Composta por cerca de 80 itens, a memorabilia traz cobertores, sobretudos, ponchos e palas produzidos no lanifício; objetos pessoais e materiais de escritório de Matteo; artigos que serviram para campanhas publicitárias, além de uma linha do tempo em texto e fotos da fábrica em seus anos dourados, cedidas pelo Arquivo Histórico Municipal João Spadari Adami. Também traz um mapa com os nomes de ruas, escolas e edifícios cujos nomes homenageiam membros de diferentes gerações da família. Mais do que contar a história, a intenção é fazer com que pessoas que tiveram ligação com a empresa, que no seu auge chegou a ter cerca de 800 funcionários, possam reativar lembranças e compartilhar suas vivências.
– A saudade que ex-funcionários têm da empresa é o que mais chama a nossa atenção. Hoje as pessoas gostam de trabalhar na Randon ou na Marcopolo pelos grandes complexos que são, e o lanifício representava isso para a época. Embora fosse uma estrutura rústica, de chão batido, os funcionários amavam e se orgulhavam do seu ofício. Hoje a gente vê pessoas que trabalham com todo o conforto e reclamam – compara Gabriel, 37 anos.
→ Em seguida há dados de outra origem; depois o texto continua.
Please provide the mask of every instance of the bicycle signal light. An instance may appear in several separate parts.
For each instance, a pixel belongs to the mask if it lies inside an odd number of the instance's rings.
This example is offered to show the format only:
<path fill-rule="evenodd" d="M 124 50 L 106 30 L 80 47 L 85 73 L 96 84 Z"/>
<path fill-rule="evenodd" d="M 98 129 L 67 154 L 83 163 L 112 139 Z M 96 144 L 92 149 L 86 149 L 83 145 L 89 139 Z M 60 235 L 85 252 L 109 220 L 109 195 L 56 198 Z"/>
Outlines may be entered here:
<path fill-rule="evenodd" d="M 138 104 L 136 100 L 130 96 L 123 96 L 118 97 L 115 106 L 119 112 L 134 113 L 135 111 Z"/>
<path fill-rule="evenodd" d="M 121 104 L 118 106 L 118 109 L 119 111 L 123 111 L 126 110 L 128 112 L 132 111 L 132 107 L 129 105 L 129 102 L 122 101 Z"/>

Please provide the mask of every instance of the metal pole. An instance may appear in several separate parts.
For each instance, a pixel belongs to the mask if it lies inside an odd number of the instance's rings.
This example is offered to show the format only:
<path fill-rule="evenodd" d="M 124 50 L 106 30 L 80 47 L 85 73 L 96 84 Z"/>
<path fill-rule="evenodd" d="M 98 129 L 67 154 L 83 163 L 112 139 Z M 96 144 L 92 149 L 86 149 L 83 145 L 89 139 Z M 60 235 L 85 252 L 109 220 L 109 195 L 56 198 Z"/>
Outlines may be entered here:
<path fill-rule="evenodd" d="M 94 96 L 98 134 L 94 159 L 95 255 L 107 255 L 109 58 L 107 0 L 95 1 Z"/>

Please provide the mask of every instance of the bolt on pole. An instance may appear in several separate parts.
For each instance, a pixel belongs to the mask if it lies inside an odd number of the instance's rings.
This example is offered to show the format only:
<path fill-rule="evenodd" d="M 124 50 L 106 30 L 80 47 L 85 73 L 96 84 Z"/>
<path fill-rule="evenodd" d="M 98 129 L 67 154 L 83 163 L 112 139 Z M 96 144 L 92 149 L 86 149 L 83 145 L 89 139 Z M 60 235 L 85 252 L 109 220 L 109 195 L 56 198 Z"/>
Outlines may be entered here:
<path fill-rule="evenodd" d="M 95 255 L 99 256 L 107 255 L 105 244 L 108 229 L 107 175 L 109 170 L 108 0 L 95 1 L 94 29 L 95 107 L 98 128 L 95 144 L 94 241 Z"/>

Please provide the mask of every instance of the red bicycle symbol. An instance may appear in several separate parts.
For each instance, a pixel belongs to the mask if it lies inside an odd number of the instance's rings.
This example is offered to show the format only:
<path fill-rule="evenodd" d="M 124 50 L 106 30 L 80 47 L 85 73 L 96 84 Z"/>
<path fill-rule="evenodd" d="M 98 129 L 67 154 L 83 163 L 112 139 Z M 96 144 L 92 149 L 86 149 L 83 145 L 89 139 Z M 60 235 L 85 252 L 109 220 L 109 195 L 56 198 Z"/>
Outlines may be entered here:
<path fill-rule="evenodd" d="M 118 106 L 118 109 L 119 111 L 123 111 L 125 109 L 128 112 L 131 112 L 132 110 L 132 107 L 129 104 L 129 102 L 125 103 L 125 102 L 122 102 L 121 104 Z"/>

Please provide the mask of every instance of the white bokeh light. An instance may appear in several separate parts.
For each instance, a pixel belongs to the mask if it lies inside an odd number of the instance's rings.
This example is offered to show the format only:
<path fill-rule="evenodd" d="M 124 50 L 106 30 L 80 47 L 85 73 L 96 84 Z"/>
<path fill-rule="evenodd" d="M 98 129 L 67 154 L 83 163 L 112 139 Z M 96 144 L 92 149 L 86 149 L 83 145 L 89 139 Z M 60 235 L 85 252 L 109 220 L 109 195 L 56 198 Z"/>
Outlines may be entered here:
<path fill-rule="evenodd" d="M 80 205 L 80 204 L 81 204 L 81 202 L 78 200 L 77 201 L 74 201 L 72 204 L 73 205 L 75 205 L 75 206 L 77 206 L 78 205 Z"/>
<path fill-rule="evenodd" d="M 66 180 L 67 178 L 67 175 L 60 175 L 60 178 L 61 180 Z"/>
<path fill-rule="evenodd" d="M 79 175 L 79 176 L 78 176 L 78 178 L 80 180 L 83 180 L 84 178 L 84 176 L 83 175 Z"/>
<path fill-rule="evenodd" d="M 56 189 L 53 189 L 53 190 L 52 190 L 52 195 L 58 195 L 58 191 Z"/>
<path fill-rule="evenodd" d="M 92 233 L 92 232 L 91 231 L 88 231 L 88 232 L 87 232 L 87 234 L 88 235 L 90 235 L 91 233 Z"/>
Eleonora, que brinca que o irmão poderia ser a reencarnação de Matteo, pela personalidade agregadora característica atribuída ao bisavô, considera que o acolhimento era uma característica especialmente da esposa de Matteo, Ermelinda Gianella, que administrou o braço de fiação da empresa, cuja marca mais conhecida era a Fios Vovó.
– É opinião unânime que ela era uma grande mulher, a grande personagem da família. Matteo Gianella chegou onde chegou por causa dela. A gente sempre ouve que ela não tinha só quatro filhos, mas sim o bairro Santa Catarina inteiro era filho dela – destaca a bisneta.
Reprodução de caminhas produzidas para expor no estande do lanifício na Festa da Uva, em 1950
Entre os produtos produzidos pelo lanifício há cobertores, palas e cachecóis
Objetos pessoais de Matteo Gianella fazem parte dos mais de 50 itens da exposição
Nascido na região de Piemonte, na Itália, em 1883, Matteo Gianella já tinha experiência no trabalho com tecelagem quando migrou para a América, aos 17 anos. Após alguns anos morando em Buenos Aires, migrou para Caxias do Sul em 1914 e no ano seguinte conheceu Ermelinda Viero, que viria a ser sua esposa pelo resto da vida. Inauguraram o próprio lanifício em 1915. Inteligente e criativo, Matteo construiu muitas das primeiras máquinas do empreendimento, que tinha como carro-chefe bacheiros para montaria. Conforme os negócios se expandiam, deram início a novas marcas, como a Fiação Ermelinda Gianella e as Confecções Sul-Brasileiro. Ao mesmo tempo, tornavam-se cada vez mais conhecidos pelo engajamento comunitário, contribuindo principalmente no surgimento da Paróquia de Santa Catarina.
Matteo e Ermelinda tiveram quatro filhos: Remo, Doviglio, Itália e Elite. Com a morte de Matteo, em 1942, coube à viúva e aos filhos mais velhos, Remo e Doviglio, tocar em frente o lanifício até o encerramento da empresa, no final dos anos 1980. Ermelinda morreu em 1969.